David Fleckenstein, MPT, OCS (www.physiopt.com) is a physical therapist practicing in Eagle, ID and the president of Physiotherapy, PA, an outpatient orthopedic clinic focusing in orthopedics, spine, and sportsmedicine care.
His clients have included World and US champions, Olympic athletes and numerous professional athletes. He received his Masters degree in Physical Therapy from Emory University and is currently completing his doctorate at Regis University.

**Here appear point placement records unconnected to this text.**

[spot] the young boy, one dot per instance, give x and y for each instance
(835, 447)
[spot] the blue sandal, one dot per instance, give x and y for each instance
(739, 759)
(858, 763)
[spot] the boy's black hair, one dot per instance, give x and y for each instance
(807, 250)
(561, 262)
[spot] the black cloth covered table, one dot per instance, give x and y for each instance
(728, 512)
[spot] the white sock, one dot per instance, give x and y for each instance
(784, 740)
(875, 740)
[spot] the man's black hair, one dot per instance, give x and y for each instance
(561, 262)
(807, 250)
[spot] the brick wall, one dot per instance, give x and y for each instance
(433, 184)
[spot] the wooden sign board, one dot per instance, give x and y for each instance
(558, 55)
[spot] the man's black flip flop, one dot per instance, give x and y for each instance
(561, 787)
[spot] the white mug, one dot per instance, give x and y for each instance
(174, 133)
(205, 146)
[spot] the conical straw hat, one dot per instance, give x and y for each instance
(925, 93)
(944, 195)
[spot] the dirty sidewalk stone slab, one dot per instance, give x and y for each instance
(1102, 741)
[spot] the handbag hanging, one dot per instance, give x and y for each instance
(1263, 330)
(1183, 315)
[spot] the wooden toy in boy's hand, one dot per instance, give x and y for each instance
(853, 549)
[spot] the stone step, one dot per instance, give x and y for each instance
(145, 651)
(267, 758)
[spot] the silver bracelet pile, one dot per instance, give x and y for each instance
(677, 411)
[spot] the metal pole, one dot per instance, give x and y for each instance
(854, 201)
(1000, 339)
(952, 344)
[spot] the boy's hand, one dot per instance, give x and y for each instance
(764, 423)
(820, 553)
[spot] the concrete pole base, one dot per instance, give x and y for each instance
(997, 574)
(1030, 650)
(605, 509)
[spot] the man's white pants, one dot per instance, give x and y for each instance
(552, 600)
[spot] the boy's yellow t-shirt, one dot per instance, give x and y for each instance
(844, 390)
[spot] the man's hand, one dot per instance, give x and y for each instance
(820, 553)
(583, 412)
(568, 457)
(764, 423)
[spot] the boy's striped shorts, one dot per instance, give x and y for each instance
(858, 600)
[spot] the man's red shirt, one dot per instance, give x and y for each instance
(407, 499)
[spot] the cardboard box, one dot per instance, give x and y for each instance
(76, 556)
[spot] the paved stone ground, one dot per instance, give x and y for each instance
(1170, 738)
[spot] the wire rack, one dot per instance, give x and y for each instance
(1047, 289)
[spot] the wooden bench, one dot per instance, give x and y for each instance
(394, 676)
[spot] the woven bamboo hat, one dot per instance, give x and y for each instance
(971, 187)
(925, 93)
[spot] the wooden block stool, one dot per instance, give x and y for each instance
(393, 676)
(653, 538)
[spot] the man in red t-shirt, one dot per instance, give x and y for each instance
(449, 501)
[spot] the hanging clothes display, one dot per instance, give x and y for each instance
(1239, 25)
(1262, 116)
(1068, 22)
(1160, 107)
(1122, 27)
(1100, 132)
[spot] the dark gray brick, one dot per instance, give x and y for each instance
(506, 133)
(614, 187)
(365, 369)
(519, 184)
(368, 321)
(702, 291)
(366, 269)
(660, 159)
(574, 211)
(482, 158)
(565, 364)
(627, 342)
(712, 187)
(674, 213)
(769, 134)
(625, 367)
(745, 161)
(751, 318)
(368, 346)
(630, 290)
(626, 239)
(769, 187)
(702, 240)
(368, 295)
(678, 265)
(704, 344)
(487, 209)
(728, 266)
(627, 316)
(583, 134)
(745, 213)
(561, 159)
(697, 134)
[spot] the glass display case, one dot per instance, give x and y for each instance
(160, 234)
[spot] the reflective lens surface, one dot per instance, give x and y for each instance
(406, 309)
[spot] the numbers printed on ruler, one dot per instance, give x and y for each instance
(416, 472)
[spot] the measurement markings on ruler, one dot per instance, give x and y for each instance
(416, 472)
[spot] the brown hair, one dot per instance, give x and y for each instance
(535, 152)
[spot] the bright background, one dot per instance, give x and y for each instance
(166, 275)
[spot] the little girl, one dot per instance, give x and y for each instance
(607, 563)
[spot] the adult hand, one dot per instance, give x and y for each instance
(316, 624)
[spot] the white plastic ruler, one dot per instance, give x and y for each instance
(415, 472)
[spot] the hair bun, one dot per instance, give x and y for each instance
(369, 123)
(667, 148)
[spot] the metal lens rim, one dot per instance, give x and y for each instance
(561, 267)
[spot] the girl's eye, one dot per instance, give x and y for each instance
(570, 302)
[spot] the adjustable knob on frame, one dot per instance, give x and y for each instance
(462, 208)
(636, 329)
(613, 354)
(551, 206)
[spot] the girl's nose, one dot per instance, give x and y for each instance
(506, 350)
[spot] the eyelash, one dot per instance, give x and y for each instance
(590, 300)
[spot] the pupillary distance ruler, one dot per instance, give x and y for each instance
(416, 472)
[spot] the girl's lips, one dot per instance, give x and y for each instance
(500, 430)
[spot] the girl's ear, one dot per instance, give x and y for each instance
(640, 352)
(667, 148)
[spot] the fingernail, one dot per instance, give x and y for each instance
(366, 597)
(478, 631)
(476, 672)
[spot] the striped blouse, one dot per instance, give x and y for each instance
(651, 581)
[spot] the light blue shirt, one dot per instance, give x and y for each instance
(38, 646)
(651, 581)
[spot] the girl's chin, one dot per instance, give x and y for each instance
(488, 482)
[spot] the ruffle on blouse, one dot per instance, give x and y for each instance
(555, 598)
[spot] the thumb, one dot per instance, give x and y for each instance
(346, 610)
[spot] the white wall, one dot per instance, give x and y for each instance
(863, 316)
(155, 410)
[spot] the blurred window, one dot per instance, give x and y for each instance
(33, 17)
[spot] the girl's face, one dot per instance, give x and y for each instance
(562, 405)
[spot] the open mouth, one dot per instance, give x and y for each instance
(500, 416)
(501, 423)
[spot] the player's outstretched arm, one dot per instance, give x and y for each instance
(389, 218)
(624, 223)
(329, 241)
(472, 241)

He is a board certified orthopedic specialist focusing in manual medicine and specific retraining of spine and joint stabilisation musculature. He is a former Cat I road racer and Expert mountain biker.
Carrie Cheadle, MA (www.carriecheadle.com) is a Sports Psychology consultant who has dedicated her career to helping athletes of all ages and abilities perform to their potential. Carrie specialises in working with cyclists, in disciplines ranging from track racing to mountain biking. She holds a bachelors degree in Psychology from Sonoma State University as well as a masters degree in Sport Psychology from John F. Kennedy University.
Dave Palese (www.davepalese.com) is a USA Cycling licensed coach and masters' class road racer with 16 years' race experience. He coaches racers and riders of all abilities from his home in southern Maine, USA, where he lives with his wife Sheryl, daughter Molly, and two cats, Miranda and Mu-Mu.
Dario Fredrick (www.wholeathlete.com) is an exercise physiologist and head coach for Whole Athlete™. He is a former category 1 & semi-pro MTB racer. Dario holds a masters degree in exercise science and a bachelors in sport psychology.